Senior Software Engineer, Infrastructure Platform
About the role
About the Role
As a Senior Software Engineer, Infrastructure Platform, you will be a key member of Afresh’s Infrastructure engineering team. You will build and improve the infrastructure and tooling that helps our service-owning teams ship reliably, operate safely, and move quickly.
On this team, you will:
- Own and deliver infrastructure projects end-to-end, from problem definition and technical design through implementation, rollout, and iteration
- Build and improve platform primitives that make it easier for service teams to deploy, operate, and debug their services
- Improve observability and operational readiness so we can detect issues early, reduce time-to-recovery, and prevent repeat incidents
- Identify and implement cost and performance improvements across our cloud infrastructure and developer tooling
- Work closely with Security to implement practical security controls and protect sensitive data (for example, least-privilege access, secret management, and network controls)
- Participate in our on-call rotation and continuously improve monitoring and alerting to maintain a low page rate
- Stay current on infrastructure best practices and evaluate improvements with a pragmatic, impact-focused mindset
Tech Stack: Our infra is built on Azure (AKS, ACA, Entra, blob storage), with Terraform for IaC. Backend services are primarily Python and run on Kubernetes. Observability is Datadog + Sentry, and we use GitHub Actions for CI. Familiarity with Kubernetes and Terraform is the strongest signal for this role; comfort with Python is expected. Many of our problems are stack-agnostic platform problems.
Skills + Experience
We recognize strong engineers come from many backgrounds and advance at different paces.
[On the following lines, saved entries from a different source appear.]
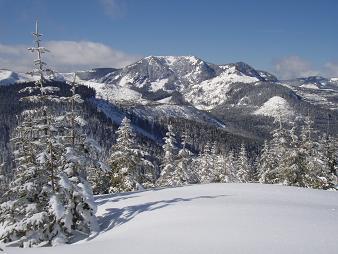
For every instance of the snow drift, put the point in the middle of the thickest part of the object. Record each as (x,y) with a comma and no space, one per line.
(213,218)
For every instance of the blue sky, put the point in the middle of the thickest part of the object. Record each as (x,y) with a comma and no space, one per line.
(287,38)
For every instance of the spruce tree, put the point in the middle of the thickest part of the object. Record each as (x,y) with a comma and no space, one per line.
(130,167)
(243,166)
(170,176)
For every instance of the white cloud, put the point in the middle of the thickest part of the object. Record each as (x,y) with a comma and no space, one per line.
(113,8)
(65,56)
(294,67)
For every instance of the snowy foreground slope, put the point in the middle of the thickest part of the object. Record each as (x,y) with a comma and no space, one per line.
(213,218)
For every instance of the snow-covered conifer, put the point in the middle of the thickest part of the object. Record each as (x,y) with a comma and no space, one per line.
(243,166)
(130,168)
(170,176)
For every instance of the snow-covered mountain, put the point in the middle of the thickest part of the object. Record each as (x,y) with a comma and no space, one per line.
(200,83)
(234,97)
(212,218)
(8,77)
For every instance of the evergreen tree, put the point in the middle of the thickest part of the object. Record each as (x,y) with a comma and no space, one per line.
(205,169)
(170,176)
(243,166)
(49,199)
(184,163)
(230,175)
(130,168)
(290,166)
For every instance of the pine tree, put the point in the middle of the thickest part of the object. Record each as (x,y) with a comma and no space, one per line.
(289,168)
(49,200)
(3,177)
(170,176)
(31,212)
(317,173)
(184,163)
(205,169)
(243,166)
(230,168)
(130,168)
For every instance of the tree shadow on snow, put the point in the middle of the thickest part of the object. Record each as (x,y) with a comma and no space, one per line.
(118,216)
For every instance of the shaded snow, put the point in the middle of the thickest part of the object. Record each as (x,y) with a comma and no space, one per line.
(8,77)
(276,107)
(213,218)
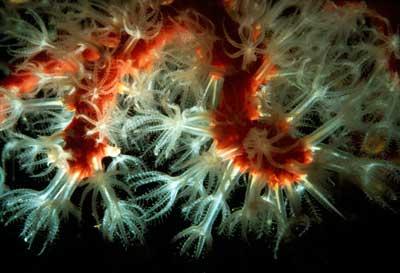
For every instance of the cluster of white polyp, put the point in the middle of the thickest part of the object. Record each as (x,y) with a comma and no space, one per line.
(333,85)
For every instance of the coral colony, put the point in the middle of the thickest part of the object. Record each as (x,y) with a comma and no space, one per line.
(147,104)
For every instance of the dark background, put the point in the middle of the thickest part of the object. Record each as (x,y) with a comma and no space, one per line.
(367,239)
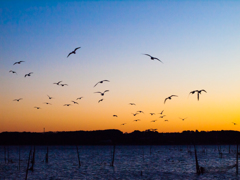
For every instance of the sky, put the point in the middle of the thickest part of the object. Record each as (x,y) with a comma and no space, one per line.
(197,41)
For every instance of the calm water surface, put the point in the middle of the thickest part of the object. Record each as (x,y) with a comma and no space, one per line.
(131,162)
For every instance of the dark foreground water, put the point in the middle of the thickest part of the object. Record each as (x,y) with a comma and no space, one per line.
(131,162)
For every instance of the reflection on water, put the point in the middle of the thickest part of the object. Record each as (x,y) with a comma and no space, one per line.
(131,162)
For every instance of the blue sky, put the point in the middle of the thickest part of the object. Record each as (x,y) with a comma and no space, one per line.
(198,43)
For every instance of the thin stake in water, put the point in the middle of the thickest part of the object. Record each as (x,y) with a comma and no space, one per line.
(79,163)
(113,154)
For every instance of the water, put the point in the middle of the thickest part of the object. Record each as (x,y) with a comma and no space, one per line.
(131,162)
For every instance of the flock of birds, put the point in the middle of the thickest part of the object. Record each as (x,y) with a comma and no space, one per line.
(59,83)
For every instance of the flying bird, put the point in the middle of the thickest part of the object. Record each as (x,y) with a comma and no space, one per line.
(49,97)
(198,92)
(19,62)
(102,93)
(74,51)
(74,102)
(161,112)
(100,100)
(101,82)
(17,99)
(13,71)
(170,97)
(134,114)
(183,118)
(58,83)
(29,74)
(64,85)
(47,103)
(152,58)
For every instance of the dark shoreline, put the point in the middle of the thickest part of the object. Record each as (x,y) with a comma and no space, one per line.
(113,136)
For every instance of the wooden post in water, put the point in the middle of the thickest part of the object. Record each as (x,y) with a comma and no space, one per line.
(113,155)
(5,154)
(79,163)
(28,164)
(197,166)
(8,153)
(237,161)
(33,160)
(19,159)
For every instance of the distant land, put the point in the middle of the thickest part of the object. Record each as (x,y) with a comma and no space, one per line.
(113,136)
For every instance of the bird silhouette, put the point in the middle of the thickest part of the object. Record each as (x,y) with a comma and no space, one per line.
(101,82)
(13,71)
(198,92)
(183,118)
(29,74)
(74,102)
(74,51)
(170,97)
(47,103)
(64,85)
(161,112)
(49,97)
(152,58)
(100,100)
(19,62)
(58,83)
(17,99)
(134,114)
(102,93)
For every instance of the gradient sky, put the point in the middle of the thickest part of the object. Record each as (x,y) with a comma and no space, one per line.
(198,43)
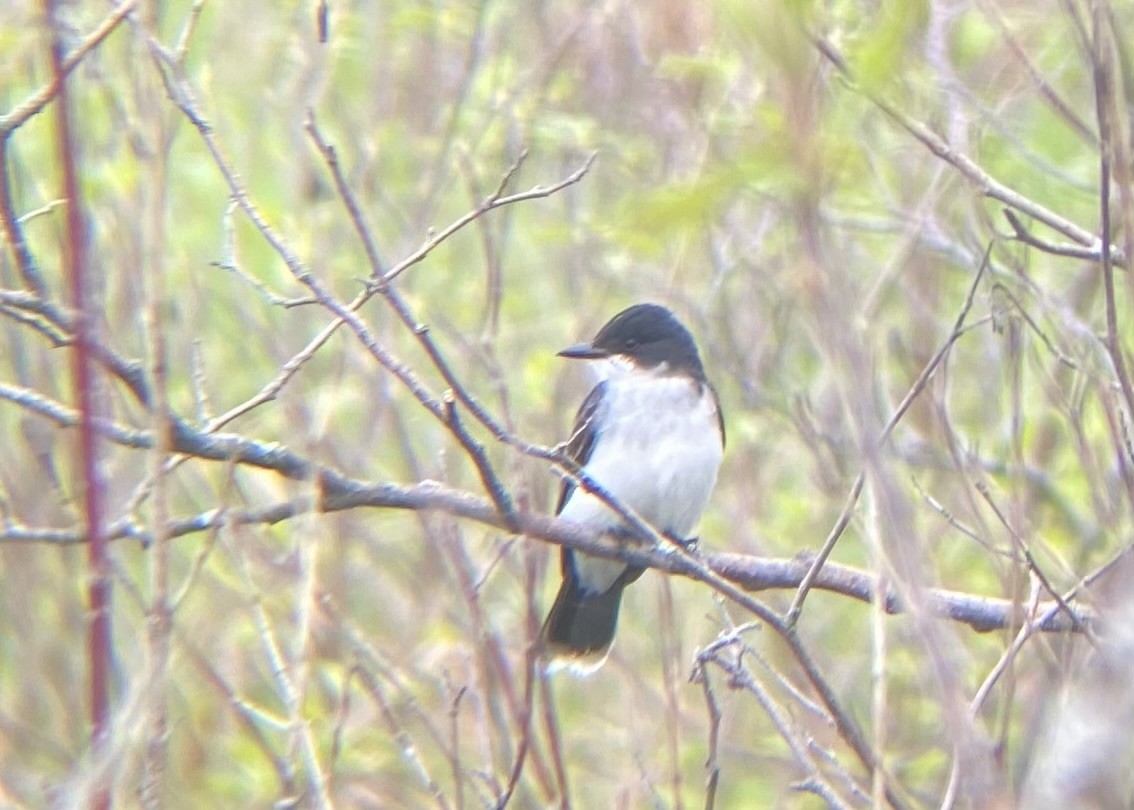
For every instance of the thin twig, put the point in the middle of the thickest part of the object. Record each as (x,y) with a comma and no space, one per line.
(915,389)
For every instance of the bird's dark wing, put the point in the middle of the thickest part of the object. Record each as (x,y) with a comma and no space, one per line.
(583,437)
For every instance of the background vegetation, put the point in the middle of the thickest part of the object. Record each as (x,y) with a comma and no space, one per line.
(812,186)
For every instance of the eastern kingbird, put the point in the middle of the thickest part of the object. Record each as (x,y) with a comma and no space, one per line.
(651,435)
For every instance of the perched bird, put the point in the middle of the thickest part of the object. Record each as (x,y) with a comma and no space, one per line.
(651,435)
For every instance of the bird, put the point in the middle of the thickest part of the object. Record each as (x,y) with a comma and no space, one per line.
(650,435)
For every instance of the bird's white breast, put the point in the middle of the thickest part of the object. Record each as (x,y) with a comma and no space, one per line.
(658,452)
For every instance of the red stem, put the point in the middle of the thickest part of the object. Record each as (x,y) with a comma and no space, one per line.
(83,370)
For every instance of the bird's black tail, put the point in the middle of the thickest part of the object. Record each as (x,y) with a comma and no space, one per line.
(580,629)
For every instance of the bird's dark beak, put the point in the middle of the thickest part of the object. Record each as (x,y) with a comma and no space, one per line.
(583,351)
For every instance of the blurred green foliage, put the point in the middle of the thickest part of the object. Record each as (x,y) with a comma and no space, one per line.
(818,251)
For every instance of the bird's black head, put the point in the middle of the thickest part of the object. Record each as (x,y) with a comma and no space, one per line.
(646,335)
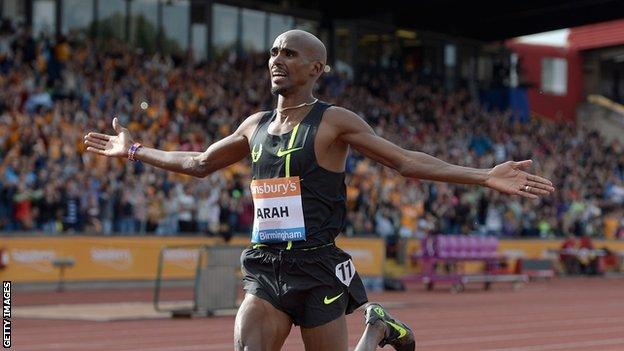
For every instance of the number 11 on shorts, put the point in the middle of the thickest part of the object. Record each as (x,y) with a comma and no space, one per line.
(345,272)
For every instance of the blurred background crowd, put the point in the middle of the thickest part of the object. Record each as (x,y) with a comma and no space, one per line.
(53,91)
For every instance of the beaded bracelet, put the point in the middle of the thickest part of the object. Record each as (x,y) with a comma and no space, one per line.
(132,150)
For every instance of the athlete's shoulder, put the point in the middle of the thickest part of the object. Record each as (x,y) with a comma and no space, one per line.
(250,123)
(337,115)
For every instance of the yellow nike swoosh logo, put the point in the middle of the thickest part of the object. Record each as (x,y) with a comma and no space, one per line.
(281,153)
(327,301)
(402,331)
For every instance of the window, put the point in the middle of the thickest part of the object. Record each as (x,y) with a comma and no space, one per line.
(278,24)
(176,21)
(111,18)
(44,17)
(199,35)
(13,9)
(77,15)
(253,38)
(555,76)
(450,55)
(224,27)
(144,27)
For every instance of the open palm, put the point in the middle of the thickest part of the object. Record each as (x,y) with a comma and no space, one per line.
(109,145)
(510,178)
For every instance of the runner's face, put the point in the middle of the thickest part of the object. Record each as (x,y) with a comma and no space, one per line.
(288,65)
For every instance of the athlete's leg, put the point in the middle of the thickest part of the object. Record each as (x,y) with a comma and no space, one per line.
(260,326)
(331,336)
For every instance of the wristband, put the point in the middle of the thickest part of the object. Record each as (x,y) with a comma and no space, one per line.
(132,150)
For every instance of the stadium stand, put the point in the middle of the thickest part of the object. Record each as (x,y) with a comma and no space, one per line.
(51,91)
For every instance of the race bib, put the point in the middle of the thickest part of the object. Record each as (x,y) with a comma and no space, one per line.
(278,213)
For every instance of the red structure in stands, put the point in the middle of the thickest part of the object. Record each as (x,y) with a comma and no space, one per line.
(560,77)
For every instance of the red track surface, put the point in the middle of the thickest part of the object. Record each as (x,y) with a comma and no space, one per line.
(571,314)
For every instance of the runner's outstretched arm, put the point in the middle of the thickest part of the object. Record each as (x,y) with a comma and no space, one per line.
(509,177)
(220,154)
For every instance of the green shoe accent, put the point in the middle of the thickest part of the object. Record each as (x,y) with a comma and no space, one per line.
(397,333)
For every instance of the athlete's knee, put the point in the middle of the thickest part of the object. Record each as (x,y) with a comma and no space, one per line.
(247,334)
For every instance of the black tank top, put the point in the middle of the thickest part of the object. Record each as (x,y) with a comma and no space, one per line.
(323,192)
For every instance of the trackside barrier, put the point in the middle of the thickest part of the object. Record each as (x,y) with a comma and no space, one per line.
(446,251)
(215,283)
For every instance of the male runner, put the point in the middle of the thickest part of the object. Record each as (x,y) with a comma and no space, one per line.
(293,272)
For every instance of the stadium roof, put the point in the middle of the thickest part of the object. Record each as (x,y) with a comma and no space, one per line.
(477,19)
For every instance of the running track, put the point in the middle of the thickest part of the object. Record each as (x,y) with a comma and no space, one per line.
(564,314)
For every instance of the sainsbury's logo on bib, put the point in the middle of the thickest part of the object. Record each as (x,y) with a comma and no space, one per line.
(275,187)
(278,214)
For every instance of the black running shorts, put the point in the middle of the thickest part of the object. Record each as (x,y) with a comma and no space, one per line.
(313,286)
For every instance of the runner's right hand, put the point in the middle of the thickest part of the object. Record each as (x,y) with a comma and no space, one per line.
(110,145)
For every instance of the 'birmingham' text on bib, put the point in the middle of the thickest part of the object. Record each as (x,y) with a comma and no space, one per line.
(278,213)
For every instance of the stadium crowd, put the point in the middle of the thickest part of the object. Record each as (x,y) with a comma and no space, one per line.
(53,91)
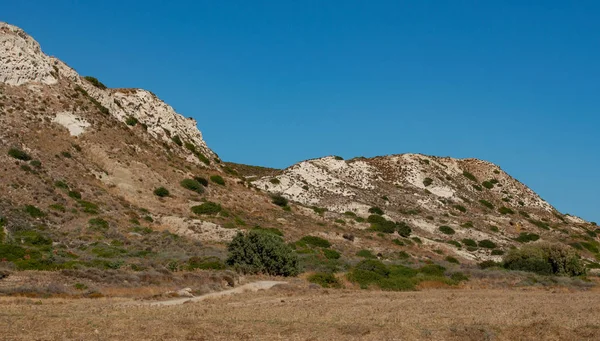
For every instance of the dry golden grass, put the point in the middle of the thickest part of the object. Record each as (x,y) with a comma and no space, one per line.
(303,314)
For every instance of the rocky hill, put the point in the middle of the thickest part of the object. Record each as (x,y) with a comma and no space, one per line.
(115,178)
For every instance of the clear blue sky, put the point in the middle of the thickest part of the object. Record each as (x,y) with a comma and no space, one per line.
(275,82)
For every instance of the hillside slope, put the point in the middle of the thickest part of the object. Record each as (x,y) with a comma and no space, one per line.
(81,163)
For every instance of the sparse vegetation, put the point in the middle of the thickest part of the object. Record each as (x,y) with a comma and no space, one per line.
(446,229)
(161,192)
(218,180)
(256,252)
(505,210)
(18,154)
(279,200)
(207,208)
(545,259)
(192,185)
(469,176)
(95,82)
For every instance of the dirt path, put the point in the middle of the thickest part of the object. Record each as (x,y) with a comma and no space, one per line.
(255,286)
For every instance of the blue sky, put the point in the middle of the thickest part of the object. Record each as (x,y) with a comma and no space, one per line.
(272,83)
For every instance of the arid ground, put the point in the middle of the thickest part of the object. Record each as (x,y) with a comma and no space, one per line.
(291,313)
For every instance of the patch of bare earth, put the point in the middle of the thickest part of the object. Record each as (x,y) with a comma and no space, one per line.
(303,314)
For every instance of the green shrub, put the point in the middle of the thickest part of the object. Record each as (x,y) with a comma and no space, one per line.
(486,204)
(469,176)
(98,224)
(325,279)
(95,82)
(315,241)
(545,259)
(34,212)
(366,254)
(376,210)
(469,242)
(525,237)
(207,208)
(177,140)
(446,229)
(192,185)
(279,200)
(161,192)
(208,263)
(218,180)
(61,184)
(256,252)
(19,154)
(74,195)
(539,224)
(131,121)
(488,244)
(201,180)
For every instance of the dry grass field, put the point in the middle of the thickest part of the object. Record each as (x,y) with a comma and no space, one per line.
(292,313)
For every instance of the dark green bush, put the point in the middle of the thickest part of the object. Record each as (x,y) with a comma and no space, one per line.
(331,254)
(207,208)
(34,212)
(325,279)
(19,154)
(315,241)
(486,204)
(446,229)
(192,185)
(256,252)
(525,237)
(95,82)
(279,200)
(545,259)
(376,210)
(469,242)
(366,254)
(469,176)
(98,224)
(74,195)
(208,263)
(161,192)
(488,244)
(218,180)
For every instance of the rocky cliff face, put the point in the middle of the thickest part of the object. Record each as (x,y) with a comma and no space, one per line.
(22,62)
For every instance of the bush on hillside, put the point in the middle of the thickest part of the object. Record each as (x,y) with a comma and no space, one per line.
(256,252)
(192,185)
(161,192)
(218,180)
(95,82)
(207,208)
(279,200)
(18,154)
(545,259)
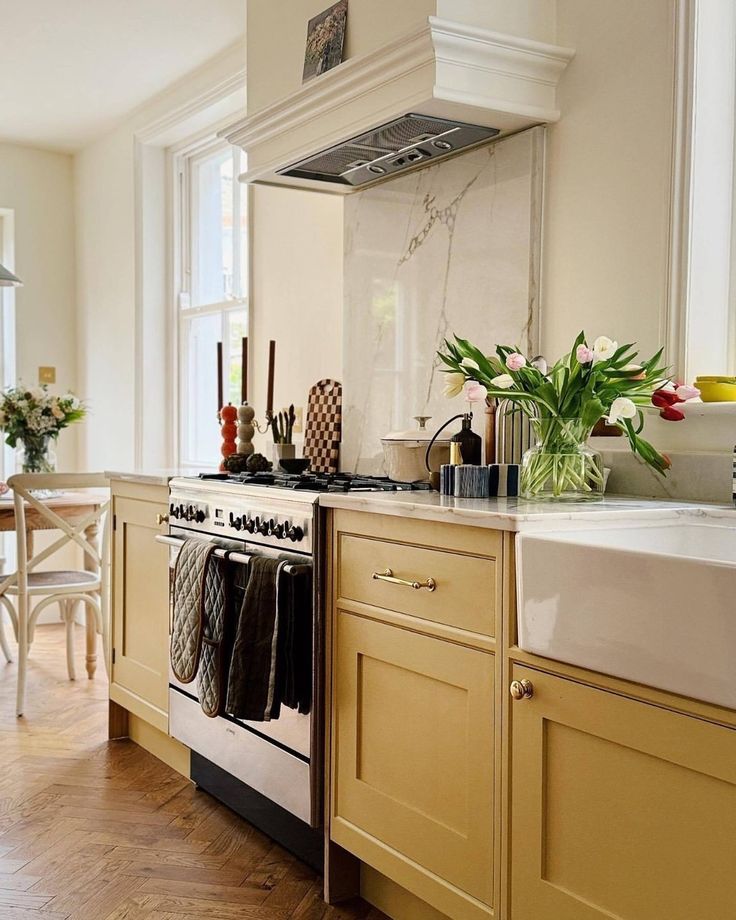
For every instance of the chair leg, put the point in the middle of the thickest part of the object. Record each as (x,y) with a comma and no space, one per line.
(4,640)
(69,608)
(22,654)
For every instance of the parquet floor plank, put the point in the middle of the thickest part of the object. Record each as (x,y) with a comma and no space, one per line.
(98,830)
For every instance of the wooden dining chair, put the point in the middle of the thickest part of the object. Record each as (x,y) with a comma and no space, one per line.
(66,587)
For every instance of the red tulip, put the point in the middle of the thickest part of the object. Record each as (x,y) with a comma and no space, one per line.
(671,414)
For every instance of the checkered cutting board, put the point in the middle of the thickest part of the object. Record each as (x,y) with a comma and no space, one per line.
(323,431)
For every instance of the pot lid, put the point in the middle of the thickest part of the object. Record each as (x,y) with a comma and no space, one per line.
(419,434)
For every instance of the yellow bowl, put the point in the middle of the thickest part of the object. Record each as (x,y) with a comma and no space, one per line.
(717,389)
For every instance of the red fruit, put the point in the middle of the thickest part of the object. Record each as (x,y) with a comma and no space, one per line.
(671,414)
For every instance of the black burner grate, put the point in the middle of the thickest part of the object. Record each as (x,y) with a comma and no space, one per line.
(319,482)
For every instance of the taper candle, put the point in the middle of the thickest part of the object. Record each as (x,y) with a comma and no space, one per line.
(244,370)
(220,399)
(271,369)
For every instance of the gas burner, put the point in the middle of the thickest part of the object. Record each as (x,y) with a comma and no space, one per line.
(319,482)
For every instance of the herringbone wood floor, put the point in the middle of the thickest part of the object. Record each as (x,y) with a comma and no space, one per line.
(98,830)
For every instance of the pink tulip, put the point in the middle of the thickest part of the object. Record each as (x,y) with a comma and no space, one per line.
(515,361)
(475,392)
(687,392)
(584,354)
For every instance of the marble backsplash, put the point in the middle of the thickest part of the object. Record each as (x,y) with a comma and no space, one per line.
(450,249)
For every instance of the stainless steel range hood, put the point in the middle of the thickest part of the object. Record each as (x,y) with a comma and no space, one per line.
(444,87)
(406,143)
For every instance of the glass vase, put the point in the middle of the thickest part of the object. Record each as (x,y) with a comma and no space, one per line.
(561,466)
(37,454)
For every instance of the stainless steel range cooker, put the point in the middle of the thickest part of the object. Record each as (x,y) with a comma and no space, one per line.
(269,772)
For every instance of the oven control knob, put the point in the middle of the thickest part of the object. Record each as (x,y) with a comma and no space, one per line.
(277,530)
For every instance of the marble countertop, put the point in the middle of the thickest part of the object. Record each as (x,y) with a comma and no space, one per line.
(515,515)
(155,477)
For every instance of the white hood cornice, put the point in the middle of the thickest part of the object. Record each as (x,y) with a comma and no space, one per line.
(443,69)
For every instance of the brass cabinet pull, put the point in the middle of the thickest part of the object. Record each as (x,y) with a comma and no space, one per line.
(387,575)
(521,690)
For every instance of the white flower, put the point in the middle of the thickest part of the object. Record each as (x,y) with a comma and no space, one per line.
(454,383)
(603,349)
(621,408)
(475,392)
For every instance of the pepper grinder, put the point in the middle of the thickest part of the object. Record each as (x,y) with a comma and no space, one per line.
(468,443)
(246,429)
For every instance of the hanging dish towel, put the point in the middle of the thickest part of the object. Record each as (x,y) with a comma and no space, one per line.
(294,666)
(188,594)
(211,677)
(252,691)
(323,431)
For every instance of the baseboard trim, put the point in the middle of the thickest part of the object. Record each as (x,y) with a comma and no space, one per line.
(156,742)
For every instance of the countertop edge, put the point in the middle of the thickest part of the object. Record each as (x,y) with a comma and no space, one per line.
(514,516)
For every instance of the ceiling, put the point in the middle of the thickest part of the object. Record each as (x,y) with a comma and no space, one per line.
(70,70)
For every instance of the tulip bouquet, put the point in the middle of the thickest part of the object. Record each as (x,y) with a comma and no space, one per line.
(564,402)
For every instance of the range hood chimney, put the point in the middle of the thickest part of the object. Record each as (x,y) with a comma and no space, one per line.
(443,88)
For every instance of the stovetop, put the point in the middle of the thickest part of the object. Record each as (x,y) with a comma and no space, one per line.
(317,482)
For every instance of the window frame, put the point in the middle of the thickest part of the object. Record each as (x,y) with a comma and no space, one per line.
(183,161)
(700,321)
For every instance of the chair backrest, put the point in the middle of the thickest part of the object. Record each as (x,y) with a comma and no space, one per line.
(30,509)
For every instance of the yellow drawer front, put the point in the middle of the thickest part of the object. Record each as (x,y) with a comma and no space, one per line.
(465,586)
(413,761)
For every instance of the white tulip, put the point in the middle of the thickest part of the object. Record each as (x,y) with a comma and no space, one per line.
(621,408)
(454,384)
(603,349)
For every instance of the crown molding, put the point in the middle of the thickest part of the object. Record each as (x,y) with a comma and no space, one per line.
(442,68)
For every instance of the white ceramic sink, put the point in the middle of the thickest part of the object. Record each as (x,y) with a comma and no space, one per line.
(653,604)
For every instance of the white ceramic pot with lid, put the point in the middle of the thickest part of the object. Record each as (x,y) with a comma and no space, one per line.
(404,452)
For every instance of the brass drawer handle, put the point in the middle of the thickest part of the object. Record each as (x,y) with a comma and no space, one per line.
(387,575)
(521,690)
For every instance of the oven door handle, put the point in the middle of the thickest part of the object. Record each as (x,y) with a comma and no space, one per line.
(233,556)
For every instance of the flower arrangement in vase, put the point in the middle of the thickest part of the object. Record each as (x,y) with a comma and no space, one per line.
(34,418)
(565,401)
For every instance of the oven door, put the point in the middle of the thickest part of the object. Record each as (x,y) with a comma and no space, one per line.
(272,757)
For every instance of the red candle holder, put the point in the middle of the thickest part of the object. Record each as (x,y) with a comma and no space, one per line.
(229,432)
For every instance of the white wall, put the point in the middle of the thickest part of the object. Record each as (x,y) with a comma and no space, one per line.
(38,186)
(277,30)
(296,285)
(606,230)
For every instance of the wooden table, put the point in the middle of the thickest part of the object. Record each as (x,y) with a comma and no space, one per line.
(72,507)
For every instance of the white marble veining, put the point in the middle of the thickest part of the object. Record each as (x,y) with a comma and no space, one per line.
(517,515)
(449,249)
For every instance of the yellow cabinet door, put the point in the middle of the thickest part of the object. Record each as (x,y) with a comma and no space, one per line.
(140,670)
(619,809)
(413,761)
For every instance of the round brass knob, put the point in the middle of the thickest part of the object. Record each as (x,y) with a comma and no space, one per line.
(521,690)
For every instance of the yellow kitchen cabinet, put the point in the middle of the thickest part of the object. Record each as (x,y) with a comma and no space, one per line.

For this Senior role, candidates typically have 5+ years of relevant software engineering experience (or equivalent experience).
We’re looking for someone who has repeatedly delivered complex technical work in production environments, can turn ambiguous problems into a plan, and can execute with a high level of ownership and good judgment.
Technical Skills
- Cloud infrastructure — You have operated and maintained mission-critical cloud infrastructure with high uptime. You can design and implement scalable infrastructure (Azure preferred, but AWS/GCP are also fine), including core cloud networking (VPC/VNet design, routing, DNS, load balancing, and connectivity), and you can build improvements that make it easier for service owners to manage their own systems.
- Incident response / disaster recovery — You have led or played a key role in high-severity production incidents. You can troubleshoot complex issues, restore service, and communicate effectively.